NachGedacht: Die documenta fifteen geht an den Start
Am 18. Juni sagt Kassel für 100 Tage: Kunst ohne Grenzen. Viel wurde bereits im Vorfeld darüber gesagt, geschimpft, gemutmaßt. Jetzt geht es tatsächlich los.
Ja, durchaus, ich bin gespannt, auch neugierig. Nur noch wenige Tage, dann beginnt das, worüber wir schon seit Monaten berichten, mit Achselzucken, Stirnrunzeln, vielen Fragezeichen. Alles nicht neu. Immer in der documenta-Geschichte gab es vor Beginn des Mammutprojekts eine spannungsreiche Gemengelage aus Aufbruch, Raunen, Unmut, Genöle, Krach.

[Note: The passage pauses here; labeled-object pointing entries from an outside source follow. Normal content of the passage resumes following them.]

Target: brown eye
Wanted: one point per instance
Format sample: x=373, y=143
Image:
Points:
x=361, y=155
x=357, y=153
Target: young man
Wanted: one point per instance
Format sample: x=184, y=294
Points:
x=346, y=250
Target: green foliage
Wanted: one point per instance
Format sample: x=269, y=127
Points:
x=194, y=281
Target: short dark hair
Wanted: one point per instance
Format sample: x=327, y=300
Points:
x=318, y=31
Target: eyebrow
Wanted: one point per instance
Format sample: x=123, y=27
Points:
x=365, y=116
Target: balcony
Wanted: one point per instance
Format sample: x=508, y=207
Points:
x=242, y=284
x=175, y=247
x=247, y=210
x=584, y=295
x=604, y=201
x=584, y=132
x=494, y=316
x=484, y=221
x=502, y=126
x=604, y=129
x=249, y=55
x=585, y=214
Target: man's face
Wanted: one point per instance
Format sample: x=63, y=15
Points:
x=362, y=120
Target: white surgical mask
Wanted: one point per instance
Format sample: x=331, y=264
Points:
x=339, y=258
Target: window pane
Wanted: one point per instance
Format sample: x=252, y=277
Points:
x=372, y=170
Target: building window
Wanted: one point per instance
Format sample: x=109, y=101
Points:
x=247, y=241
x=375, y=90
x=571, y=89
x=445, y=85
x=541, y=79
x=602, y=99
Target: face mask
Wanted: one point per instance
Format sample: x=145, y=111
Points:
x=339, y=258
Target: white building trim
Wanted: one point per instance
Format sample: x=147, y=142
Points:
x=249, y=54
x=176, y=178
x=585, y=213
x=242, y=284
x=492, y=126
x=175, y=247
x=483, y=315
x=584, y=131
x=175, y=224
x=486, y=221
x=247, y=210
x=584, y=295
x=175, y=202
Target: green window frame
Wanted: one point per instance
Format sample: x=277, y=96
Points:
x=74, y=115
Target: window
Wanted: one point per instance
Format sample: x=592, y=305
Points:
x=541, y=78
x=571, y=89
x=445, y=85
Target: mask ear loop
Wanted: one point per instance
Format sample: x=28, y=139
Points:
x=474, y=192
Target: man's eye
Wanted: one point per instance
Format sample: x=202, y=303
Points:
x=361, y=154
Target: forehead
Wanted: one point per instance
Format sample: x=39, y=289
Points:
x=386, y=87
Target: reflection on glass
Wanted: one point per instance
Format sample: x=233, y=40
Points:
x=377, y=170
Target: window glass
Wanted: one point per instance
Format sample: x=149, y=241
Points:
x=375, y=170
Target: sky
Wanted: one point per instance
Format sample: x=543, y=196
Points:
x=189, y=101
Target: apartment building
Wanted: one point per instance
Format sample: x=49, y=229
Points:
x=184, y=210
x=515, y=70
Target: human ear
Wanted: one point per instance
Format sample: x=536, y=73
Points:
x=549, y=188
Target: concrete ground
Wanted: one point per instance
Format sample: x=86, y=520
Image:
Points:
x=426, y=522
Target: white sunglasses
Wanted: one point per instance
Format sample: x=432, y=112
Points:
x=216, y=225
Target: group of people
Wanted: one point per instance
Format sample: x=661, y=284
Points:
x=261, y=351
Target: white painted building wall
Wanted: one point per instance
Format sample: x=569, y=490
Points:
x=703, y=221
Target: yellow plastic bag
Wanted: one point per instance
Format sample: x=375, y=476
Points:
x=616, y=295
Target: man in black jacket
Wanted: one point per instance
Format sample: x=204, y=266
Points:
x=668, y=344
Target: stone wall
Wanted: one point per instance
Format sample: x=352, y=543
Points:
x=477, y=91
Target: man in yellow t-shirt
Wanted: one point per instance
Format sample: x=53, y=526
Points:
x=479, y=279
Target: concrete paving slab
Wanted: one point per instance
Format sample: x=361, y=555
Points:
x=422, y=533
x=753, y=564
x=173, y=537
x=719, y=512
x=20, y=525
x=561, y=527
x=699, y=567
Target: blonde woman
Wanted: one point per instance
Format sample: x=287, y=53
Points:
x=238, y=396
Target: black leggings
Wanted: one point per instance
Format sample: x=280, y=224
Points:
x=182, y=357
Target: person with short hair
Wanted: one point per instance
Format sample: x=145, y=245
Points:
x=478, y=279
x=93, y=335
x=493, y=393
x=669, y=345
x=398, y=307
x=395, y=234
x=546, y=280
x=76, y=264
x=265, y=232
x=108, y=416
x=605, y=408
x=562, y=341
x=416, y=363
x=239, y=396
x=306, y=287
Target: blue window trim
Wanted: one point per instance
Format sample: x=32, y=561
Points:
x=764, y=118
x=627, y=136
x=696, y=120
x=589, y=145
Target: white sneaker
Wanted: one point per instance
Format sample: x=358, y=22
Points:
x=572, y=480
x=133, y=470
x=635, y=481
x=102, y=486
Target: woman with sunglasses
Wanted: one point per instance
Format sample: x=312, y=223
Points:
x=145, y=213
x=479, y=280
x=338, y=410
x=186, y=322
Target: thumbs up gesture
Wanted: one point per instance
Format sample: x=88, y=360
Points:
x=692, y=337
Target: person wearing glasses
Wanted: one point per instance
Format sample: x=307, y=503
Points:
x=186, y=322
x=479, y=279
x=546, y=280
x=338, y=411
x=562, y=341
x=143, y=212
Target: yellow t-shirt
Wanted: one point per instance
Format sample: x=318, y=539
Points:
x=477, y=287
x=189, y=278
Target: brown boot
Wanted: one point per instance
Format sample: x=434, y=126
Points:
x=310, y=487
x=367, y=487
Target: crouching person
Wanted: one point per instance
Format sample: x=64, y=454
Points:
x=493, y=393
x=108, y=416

1972 zum Beispiel. Es war die legendäre 5. Ausgabe der documenta, da sollte auch schon einmal alles anders werden. Leute um den Plakatkünstler Klaus Staeck richteten sich gegen den Kurator Harald Szeemann mit einer, wie sie sagten, "offenen Kampfansage an den herrschenden Kunstbetrieb". Raus aus der passiven Konsumentenhaltung, hin zur aktiven und umfassenden Diskussion über die Kunst und ihre Ausstellung. Doch der Protest blieb stecken. 50 Jahre ist das jetzt her, ein halbes Jahrhundert. Demokratisierung der Kunst, Partizipation, Teilhabe sind bis heute vielfach nicht eingelöste Versprechen, auch wenn gerade die 1970er Jahre den gesellschaftlichen Aufbruch beschworen.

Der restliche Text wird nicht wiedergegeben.